Emeny sagte, das Feiertagswochenende anlässlich des Staatsbegräbnisses der Queen habe in den Fuller-Pubs, die sich auf London und Südostengland konzentrieren, zu einem "regeren Betrieb als normal" geführt. "Viele Leute wollten ausgehen und dem Anlass mit einem Drink in einem Pub gedenken, so dass die Pubs in den Vororten sehr gut liefen, vor allem in der zweiten Hälfte des [Montags]", sagte Emeny. Er fügte hinzu, dass Fuller's Westminster Pubs nach dem Ende der Trauerfeier "unglaublich gut" liefen.

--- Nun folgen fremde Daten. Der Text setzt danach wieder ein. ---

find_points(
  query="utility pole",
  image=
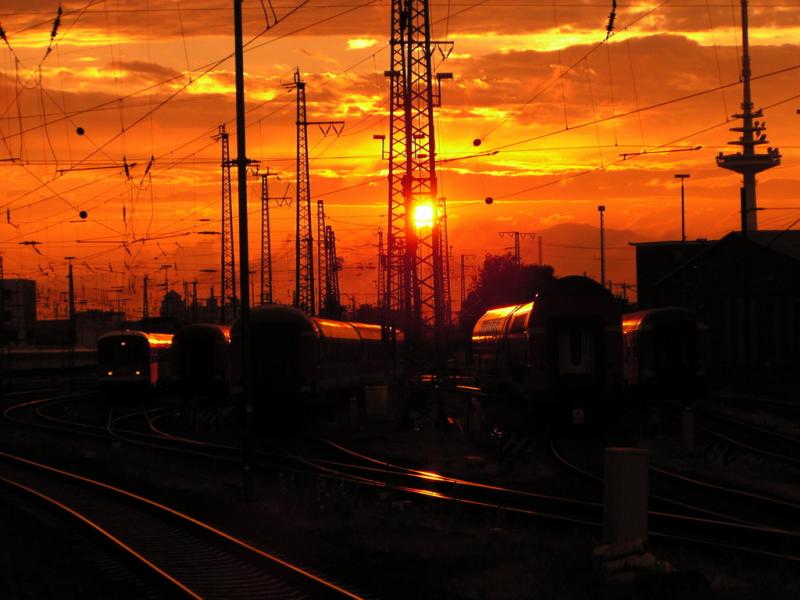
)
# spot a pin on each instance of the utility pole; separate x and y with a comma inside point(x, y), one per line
point(227, 292)
point(748, 162)
point(682, 176)
point(517, 235)
point(194, 302)
point(145, 299)
point(381, 275)
point(333, 296)
point(304, 244)
point(322, 261)
point(185, 298)
point(464, 279)
point(414, 269)
point(601, 209)
point(3, 356)
point(244, 259)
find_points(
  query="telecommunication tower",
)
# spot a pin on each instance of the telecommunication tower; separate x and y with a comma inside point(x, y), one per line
point(517, 235)
point(304, 245)
point(145, 299)
point(322, 258)
point(748, 162)
point(414, 265)
point(381, 273)
point(333, 298)
point(227, 294)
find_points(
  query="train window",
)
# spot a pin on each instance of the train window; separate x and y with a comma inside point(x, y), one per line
point(575, 351)
point(518, 324)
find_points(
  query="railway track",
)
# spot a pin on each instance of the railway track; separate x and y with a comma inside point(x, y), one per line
point(187, 556)
point(694, 525)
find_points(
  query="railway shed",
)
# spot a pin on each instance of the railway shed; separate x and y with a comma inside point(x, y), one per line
point(746, 288)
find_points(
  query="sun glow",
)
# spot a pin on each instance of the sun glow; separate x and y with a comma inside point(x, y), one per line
point(423, 215)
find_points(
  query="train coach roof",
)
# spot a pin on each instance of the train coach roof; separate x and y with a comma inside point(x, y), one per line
point(644, 318)
point(154, 339)
point(197, 331)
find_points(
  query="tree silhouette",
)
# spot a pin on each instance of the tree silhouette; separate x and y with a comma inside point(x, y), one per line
point(502, 282)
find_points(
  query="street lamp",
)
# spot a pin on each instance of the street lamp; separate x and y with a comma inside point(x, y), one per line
point(682, 176)
point(601, 209)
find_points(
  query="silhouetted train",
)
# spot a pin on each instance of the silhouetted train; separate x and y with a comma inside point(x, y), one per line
point(302, 362)
point(664, 351)
point(560, 355)
point(133, 360)
point(201, 362)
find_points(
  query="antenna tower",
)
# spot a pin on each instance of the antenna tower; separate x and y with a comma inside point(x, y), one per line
point(414, 278)
point(381, 272)
point(304, 245)
point(227, 293)
point(748, 162)
point(266, 243)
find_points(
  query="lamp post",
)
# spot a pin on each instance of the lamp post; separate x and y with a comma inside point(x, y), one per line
point(601, 209)
point(682, 176)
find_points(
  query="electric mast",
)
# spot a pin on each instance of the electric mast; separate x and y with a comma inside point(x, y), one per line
point(748, 162)
point(414, 265)
point(304, 244)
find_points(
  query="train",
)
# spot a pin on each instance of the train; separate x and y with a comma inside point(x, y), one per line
point(201, 363)
point(302, 363)
point(664, 351)
point(131, 360)
point(558, 357)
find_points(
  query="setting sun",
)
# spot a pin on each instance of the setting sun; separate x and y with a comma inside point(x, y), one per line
point(423, 216)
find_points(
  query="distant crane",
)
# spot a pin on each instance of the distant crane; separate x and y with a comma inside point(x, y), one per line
point(416, 250)
point(304, 244)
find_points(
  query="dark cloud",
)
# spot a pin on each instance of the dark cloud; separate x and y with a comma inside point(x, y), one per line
point(152, 71)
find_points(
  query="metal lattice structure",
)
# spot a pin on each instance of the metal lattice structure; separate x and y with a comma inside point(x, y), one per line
point(227, 295)
point(414, 264)
point(748, 162)
point(145, 299)
point(447, 308)
point(322, 259)
point(333, 298)
point(304, 245)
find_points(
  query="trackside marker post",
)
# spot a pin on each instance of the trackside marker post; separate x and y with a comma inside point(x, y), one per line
point(625, 495)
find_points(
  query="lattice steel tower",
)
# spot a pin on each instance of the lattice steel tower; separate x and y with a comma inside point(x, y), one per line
point(333, 298)
point(322, 259)
point(748, 162)
point(414, 265)
point(304, 246)
point(227, 295)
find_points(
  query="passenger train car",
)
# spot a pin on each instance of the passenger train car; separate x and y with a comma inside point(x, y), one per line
point(560, 355)
point(302, 362)
point(201, 362)
point(133, 360)
point(664, 351)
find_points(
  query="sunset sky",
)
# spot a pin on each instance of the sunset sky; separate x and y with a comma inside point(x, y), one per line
point(554, 103)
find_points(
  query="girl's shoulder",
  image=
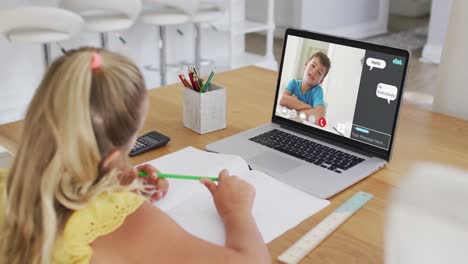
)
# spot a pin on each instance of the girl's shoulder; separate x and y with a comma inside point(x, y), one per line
point(100, 217)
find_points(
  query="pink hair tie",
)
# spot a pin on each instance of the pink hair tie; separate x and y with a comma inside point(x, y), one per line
point(96, 61)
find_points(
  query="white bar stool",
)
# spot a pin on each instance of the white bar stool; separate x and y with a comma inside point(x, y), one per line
point(105, 16)
point(208, 11)
point(163, 13)
point(38, 24)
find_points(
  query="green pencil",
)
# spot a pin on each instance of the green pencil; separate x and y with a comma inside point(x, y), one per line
point(175, 176)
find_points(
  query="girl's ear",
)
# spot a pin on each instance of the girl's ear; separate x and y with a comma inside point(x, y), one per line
point(111, 159)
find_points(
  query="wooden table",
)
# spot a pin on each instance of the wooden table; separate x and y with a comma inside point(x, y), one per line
point(421, 135)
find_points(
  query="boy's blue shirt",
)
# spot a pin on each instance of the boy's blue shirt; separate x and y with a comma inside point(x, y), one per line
point(312, 97)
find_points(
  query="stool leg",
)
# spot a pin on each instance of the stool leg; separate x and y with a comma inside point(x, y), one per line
point(197, 46)
point(46, 47)
point(162, 57)
point(104, 40)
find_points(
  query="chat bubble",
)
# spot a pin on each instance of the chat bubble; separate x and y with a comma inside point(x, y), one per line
point(372, 62)
point(386, 91)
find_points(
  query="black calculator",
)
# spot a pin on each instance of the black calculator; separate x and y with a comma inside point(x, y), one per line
point(149, 141)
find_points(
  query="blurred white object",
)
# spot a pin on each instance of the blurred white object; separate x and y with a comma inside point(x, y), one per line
point(292, 113)
point(38, 24)
point(105, 16)
point(427, 221)
point(411, 8)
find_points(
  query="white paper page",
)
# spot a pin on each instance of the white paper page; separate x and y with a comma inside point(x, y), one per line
point(277, 208)
point(191, 161)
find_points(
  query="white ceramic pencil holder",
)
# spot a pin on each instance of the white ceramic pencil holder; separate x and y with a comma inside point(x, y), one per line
point(205, 112)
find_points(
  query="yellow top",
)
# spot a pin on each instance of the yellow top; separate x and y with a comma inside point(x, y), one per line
point(102, 216)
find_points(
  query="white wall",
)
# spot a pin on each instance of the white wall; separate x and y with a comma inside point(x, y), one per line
point(341, 85)
point(354, 19)
point(451, 95)
point(440, 11)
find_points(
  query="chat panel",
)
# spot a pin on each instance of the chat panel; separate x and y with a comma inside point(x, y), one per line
point(376, 104)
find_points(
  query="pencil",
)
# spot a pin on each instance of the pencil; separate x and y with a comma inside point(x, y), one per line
point(175, 176)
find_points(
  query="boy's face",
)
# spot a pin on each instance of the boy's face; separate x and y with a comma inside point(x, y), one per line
point(314, 72)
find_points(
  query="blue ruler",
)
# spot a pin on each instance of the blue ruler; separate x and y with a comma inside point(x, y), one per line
point(315, 236)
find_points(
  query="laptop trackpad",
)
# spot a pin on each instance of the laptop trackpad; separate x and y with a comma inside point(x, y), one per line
point(274, 161)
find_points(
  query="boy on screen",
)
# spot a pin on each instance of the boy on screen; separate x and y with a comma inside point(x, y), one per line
point(306, 95)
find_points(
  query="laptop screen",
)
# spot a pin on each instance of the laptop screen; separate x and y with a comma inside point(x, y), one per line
point(342, 87)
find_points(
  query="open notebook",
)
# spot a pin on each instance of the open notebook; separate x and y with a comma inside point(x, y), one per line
point(277, 207)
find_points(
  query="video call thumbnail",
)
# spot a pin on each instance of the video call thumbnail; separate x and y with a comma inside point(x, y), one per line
point(343, 90)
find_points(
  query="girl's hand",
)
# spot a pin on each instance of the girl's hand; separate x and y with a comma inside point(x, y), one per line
point(232, 196)
point(161, 186)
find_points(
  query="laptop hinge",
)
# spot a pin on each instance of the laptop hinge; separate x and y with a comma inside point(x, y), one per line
point(328, 140)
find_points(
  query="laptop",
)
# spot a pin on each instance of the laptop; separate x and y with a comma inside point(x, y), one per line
point(333, 123)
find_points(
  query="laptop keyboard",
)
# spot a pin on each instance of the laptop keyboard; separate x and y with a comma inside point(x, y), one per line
point(307, 150)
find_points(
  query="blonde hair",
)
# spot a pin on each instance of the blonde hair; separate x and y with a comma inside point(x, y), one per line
point(77, 116)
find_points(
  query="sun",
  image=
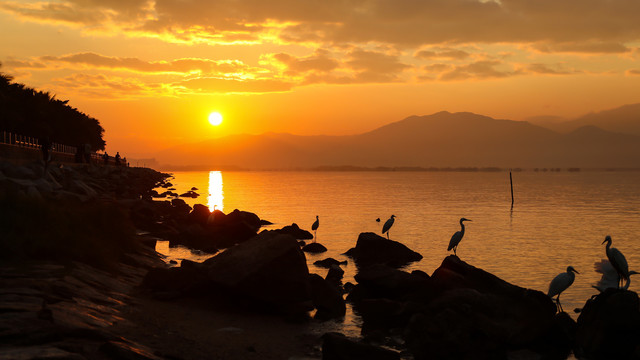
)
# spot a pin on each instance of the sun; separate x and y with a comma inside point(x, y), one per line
point(215, 118)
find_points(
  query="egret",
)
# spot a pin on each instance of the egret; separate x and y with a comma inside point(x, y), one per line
point(616, 259)
point(560, 283)
point(609, 278)
point(457, 237)
point(314, 227)
point(387, 225)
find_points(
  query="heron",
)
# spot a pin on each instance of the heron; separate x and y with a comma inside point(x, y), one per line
point(314, 227)
point(609, 278)
point(617, 260)
point(457, 237)
point(387, 225)
point(560, 283)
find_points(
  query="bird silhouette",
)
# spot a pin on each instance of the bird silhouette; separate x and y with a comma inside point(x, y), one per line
point(560, 283)
point(609, 278)
point(617, 260)
point(387, 225)
point(314, 227)
point(457, 237)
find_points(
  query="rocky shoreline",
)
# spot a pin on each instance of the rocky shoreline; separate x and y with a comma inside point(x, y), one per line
point(81, 280)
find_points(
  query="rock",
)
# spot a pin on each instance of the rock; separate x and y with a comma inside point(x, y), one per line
point(478, 314)
point(334, 276)
point(328, 262)
point(200, 214)
point(268, 270)
point(336, 346)
point(374, 249)
point(314, 248)
point(295, 231)
point(326, 299)
point(609, 326)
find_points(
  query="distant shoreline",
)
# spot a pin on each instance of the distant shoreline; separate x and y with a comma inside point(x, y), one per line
point(349, 168)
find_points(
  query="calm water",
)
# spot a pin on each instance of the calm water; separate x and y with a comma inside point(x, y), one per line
point(559, 218)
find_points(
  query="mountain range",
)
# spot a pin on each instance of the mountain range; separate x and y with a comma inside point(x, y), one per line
point(608, 139)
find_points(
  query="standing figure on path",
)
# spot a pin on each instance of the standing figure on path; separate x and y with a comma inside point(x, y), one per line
point(387, 225)
point(457, 237)
point(314, 227)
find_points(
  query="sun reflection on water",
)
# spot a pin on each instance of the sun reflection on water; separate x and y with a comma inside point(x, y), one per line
point(216, 195)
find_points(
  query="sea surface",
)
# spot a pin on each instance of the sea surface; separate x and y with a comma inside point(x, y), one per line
point(558, 218)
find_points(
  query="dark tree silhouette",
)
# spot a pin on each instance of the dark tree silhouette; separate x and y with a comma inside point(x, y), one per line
point(39, 114)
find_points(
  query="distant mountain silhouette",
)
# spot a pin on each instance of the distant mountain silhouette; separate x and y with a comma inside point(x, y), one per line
point(624, 119)
point(439, 140)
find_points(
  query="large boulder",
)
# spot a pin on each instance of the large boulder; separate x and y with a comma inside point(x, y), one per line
point(327, 299)
point(295, 231)
point(268, 270)
point(375, 249)
point(336, 346)
point(609, 326)
point(479, 314)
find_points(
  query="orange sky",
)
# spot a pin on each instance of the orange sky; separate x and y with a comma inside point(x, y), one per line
point(152, 70)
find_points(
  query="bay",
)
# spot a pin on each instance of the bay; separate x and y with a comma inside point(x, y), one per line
point(559, 218)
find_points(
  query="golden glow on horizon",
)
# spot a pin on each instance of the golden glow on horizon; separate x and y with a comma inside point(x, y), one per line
point(215, 118)
point(216, 194)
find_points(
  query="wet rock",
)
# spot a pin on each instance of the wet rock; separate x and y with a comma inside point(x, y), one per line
point(327, 299)
point(314, 248)
point(336, 346)
point(476, 313)
point(609, 326)
point(269, 270)
point(295, 231)
point(328, 262)
point(374, 249)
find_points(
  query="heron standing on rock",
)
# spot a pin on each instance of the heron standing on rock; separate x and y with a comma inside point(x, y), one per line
point(314, 227)
point(560, 283)
point(387, 225)
point(457, 237)
point(618, 260)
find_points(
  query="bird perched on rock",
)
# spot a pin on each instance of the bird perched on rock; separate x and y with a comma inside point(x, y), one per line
point(457, 237)
point(560, 283)
point(617, 260)
point(314, 227)
point(609, 278)
point(387, 225)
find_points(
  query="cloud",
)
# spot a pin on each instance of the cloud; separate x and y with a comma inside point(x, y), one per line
point(451, 54)
point(220, 85)
point(188, 65)
point(571, 25)
point(476, 70)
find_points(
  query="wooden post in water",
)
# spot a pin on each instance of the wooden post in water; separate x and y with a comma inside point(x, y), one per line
point(511, 182)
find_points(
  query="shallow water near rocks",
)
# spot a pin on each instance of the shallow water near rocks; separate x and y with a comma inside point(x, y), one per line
point(558, 219)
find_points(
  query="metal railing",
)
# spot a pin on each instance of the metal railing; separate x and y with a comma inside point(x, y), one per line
point(34, 143)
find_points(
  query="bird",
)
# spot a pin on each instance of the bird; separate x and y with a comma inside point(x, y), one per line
point(609, 278)
point(617, 260)
point(387, 225)
point(457, 237)
point(314, 227)
point(560, 283)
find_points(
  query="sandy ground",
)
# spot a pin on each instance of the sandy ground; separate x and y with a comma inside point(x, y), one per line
point(195, 329)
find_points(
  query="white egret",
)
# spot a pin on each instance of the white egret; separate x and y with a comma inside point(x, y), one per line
point(457, 237)
point(616, 259)
point(314, 227)
point(560, 283)
point(387, 225)
point(609, 278)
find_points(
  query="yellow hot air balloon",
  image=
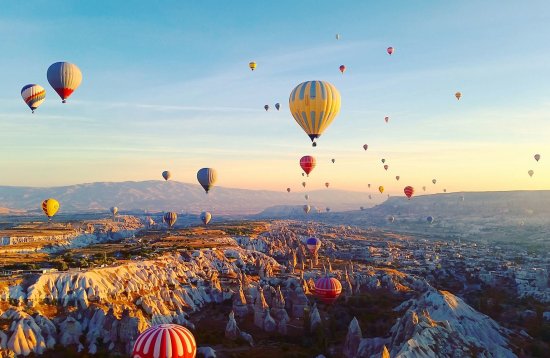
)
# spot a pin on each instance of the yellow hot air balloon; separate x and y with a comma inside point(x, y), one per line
point(314, 105)
point(50, 207)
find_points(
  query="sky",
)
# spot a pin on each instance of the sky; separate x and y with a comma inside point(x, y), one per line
point(167, 87)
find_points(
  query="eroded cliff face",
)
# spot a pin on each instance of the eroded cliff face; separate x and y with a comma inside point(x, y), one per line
point(108, 307)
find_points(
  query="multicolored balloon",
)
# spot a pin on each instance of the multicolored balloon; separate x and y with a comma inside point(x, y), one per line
point(314, 105)
point(328, 289)
point(206, 217)
point(313, 244)
point(33, 95)
point(166, 341)
point(307, 163)
point(207, 178)
point(64, 77)
point(409, 191)
point(50, 207)
point(170, 218)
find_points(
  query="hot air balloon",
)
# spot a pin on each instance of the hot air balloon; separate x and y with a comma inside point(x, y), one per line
point(170, 218)
point(207, 178)
point(314, 105)
point(313, 244)
point(64, 77)
point(307, 163)
point(409, 191)
point(33, 95)
point(166, 341)
point(206, 217)
point(50, 207)
point(328, 289)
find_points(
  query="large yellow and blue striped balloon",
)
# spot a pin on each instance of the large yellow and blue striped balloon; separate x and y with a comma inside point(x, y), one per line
point(33, 95)
point(314, 105)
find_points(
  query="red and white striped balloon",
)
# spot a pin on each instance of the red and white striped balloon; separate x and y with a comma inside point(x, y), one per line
point(328, 289)
point(165, 341)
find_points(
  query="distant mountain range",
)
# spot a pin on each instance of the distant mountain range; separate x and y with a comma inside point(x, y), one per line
point(171, 195)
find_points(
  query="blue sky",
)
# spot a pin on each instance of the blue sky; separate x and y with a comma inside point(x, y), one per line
point(168, 87)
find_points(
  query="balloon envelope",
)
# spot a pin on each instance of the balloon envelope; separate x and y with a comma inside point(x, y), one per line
point(206, 217)
point(33, 95)
point(167, 341)
point(314, 105)
point(170, 218)
point(207, 178)
point(409, 191)
point(64, 77)
point(50, 207)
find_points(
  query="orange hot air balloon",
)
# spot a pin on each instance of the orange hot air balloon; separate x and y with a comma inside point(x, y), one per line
point(409, 191)
point(307, 163)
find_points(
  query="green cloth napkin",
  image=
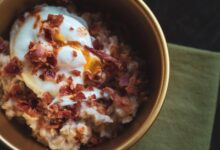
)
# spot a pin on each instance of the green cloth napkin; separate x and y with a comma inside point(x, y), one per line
point(186, 119)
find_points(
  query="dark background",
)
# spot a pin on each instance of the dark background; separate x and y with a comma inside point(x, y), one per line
point(194, 23)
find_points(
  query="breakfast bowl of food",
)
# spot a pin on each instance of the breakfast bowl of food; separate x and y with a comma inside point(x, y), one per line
point(80, 74)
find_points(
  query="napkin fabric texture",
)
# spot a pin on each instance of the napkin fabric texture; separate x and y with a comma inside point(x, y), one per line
point(187, 116)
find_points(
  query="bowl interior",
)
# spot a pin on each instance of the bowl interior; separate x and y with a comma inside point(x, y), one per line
point(145, 40)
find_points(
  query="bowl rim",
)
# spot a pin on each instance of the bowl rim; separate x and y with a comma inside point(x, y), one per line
point(147, 124)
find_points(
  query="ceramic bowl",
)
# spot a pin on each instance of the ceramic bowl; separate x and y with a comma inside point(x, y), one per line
point(146, 38)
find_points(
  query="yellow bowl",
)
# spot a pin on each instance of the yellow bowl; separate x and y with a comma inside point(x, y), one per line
point(146, 38)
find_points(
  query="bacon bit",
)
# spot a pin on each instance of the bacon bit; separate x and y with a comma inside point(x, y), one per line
point(65, 90)
point(36, 53)
point(21, 19)
point(102, 55)
point(44, 124)
point(74, 54)
point(71, 28)
point(48, 75)
point(47, 98)
point(90, 88)
point(92, 97)
point(94, 29)
point(120, 101)
point(97, 45)
point(54, 20)
point(79, 87)
point(25, 107)
point(79, 96)
point(76, 110)
point(82, 31)
point(14, 67)
point(16, 91)
point(94, 140)
point(36, 10)
point(51, 60)
point(48, 34)
point(131, 87)
point(76, 72)
point(124, 80)
point(4, 46)
point(37, 20)
point(60, 77)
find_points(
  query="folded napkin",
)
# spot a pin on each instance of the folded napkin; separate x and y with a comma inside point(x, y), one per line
point(186, 119)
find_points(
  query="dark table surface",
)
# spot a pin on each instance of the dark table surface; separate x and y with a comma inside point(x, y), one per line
point(194, 23)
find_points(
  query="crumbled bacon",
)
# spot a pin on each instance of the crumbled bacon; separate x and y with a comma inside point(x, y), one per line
point(48, 34)
point(60, 77)
point(103, 56)
point(16, 90)
point(36, 53)
point(74, 54)
point(79, 87)
point(120, 101)
point(48, 75)
point(25, 107)
point(76, 72)
point(47, 98)
point(65, 90)
point(124, 80)
point(51, 60)
point(71, 28)
point(131, 87)
point(4, 46)
point(54, 20)
point(97, 44)
point(79, 96)
point(37, 20)
point(40, 58)
point(94, 29)
point(14, 67)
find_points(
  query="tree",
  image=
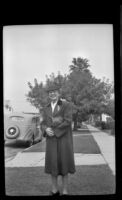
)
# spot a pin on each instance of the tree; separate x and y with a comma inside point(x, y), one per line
point(89, 95)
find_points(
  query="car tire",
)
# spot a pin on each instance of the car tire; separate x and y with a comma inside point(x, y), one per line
point(8, 135)
point(31, 142)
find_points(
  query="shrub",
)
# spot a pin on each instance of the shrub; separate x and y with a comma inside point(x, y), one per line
point(98, 124)
point(104, 125)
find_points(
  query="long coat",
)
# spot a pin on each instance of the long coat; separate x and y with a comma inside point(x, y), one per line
point(59, 157)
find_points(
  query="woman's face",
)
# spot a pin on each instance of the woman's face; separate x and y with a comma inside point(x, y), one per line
point(54, 95)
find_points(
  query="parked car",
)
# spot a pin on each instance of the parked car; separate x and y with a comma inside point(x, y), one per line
point(22, 127)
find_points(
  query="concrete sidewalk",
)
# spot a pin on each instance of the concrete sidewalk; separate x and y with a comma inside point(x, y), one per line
point(106, 144)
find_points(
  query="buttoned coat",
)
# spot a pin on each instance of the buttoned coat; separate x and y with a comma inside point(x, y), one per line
point(59, 156)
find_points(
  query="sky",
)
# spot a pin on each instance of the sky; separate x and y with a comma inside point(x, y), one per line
point(34, 51)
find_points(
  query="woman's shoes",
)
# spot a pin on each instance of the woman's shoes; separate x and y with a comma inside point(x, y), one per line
point(54, 194)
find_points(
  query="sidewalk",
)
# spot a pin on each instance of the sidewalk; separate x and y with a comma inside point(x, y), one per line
point(106, 144)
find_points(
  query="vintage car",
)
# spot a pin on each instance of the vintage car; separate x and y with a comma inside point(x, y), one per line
point(24, 127)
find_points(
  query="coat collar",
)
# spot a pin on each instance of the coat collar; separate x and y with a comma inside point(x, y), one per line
point(59, 104)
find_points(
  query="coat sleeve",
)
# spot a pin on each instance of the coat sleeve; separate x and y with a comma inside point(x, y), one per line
point(67, 119)
point(44, 124)
point(65, 126)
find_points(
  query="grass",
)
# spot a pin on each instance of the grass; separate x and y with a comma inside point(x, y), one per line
point(85, 181)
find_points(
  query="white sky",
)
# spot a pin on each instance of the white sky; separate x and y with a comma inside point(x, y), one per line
point(32, 51)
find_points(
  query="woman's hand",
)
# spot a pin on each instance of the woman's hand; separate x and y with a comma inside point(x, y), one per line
point(49, 131)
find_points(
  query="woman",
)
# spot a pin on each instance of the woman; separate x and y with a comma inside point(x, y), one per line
point(56, 127)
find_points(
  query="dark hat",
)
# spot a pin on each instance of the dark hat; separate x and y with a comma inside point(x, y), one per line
point(53, 88)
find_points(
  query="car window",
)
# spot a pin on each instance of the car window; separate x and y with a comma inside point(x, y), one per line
point(17, 118)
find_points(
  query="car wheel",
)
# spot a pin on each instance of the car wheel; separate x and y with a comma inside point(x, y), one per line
point(12, 132)
point(31, 142)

Die Umsätze in den 25 Wochen bis zum 17. September stiegen um 3 Prozent gegenüber dem Niveau vor der Pandemie, so das Unternehmen. Auf vergleichbarer Basis stiegen die Umsätze im Vergleich zum Vorjahr um 21 Prozent. Die Kneipengruppen sind jedoch besorgt darüber, wie sich Inflation und ein möglicher Abschwung auf den Sektor auswirken werden. "Während sich die Umsätze weiterhin von den Auswirkungen der Pandemie erholen, sind wir uns bewusst, dass den Verbrauchern zunehmend schwierige Zeiten bevorstehen", sagte Emeny.

Er fügte jedoch hinzu, dass sich die Handelskette auf die Fußballweltmeisterschaft im November und Dezember und das "erste einschränkungsfreie Weihnachten seit drei Jahren" freue. Der Aktienkurs von Fuller's stieg im Morgenhandel in London um 0,8 Prozent auf 512 Pence.